Prima di iniziare il racconto, il carabiniere ha chiesto scusa alla famiglia Cucchi, per non aver rivelato prima la verità su quella notte: "Per me questi anni sono stati un muro insormontabile". Il 15 ottobre, Stefano venne arrestato e si rifiutò di sottoporsi alla foto segnaletica. Fu allora che iniziò il pestaggio: "Mentre uscivano dalla sala, Di Bernardo si voltò e colpì Cucchi con uno schiaffo violento in pieno volto. Poi lo spinse e D'Alessandro diede a Cucchi un forte calcio con la punta del piede all'altezza dell'ano". Il carabiniere sostiene di aver provato a fermare i colleghi, ma senza successo:"Di Bernardo proseguì nell'azione spingendo con violenza Cucchi e provocandone una caduta in terra sul bacino, poi sbattè anche la testa. Io sentii un rumore della testa che batteva. Quindi D'Alessandro gli diede un calcio in faccia". Fu a quel punto che Tedesco si alzò e allontano i due militari da Stefano. Tornati all'Appia, quella stessa notte, Di Bernardo e D'Alessandro andarono a colloquio con il maresciallo Roberto Mandolini "al quale per telefono avevo detto cosa fosse successo poco prima". Poco dopo, il maresciallo chiamò anche Tedesco e Cucchi:"il maresciallo mi fece firmare un verbale che non ebbi modo di leggere perchè di lì a poco sarei dovuto andare in tribunale a testimoniare sull'arresto di Cucchi. Stefano invece si rifiutò di firmare i verbali di sequestro e di perquisizione domiciliare".

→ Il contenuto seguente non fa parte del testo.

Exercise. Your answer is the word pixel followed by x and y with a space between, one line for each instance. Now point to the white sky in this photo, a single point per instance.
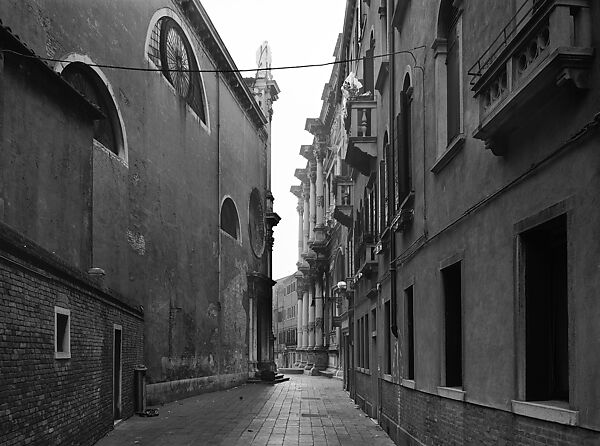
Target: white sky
pixel 299 32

Poi, in annotazione di servizio, Tedesco raccontò tutto, ma due righe di quanto riportato dal militare sparirono, cancellate con la penna: "Dire che ebbi paura è poco. Ero letteralmente terrorizzato. Ero solo contro una sorta di muro. Sono andato nel panico quando mi sono reso conto che era stata fatta sparire la mia annotazione di servizio, un fatto che avevo denunciato. Ero solo, come se non ci fosse nulla da fare". Il depistaggio, seguito alla morte del geometra, coinvolge altri militari della caserma: In quei giorni io assistetti a una serie di chiamate di alcuni superiori, non so chi fossero, che parlavano con il maresciallo Mandolini. C'era un pò di agitazione." In seguito, fu proprio Mandolini a intimidire il carabiniere:"Tu devi seguire la linea dell'Arma se vuoi continuare a fare il carabiniere".

Non aveva mai detto nulla per paura, ma la decisione di testimoniare è arrivata perché "non riuscivo più a tenere dentro questo peso".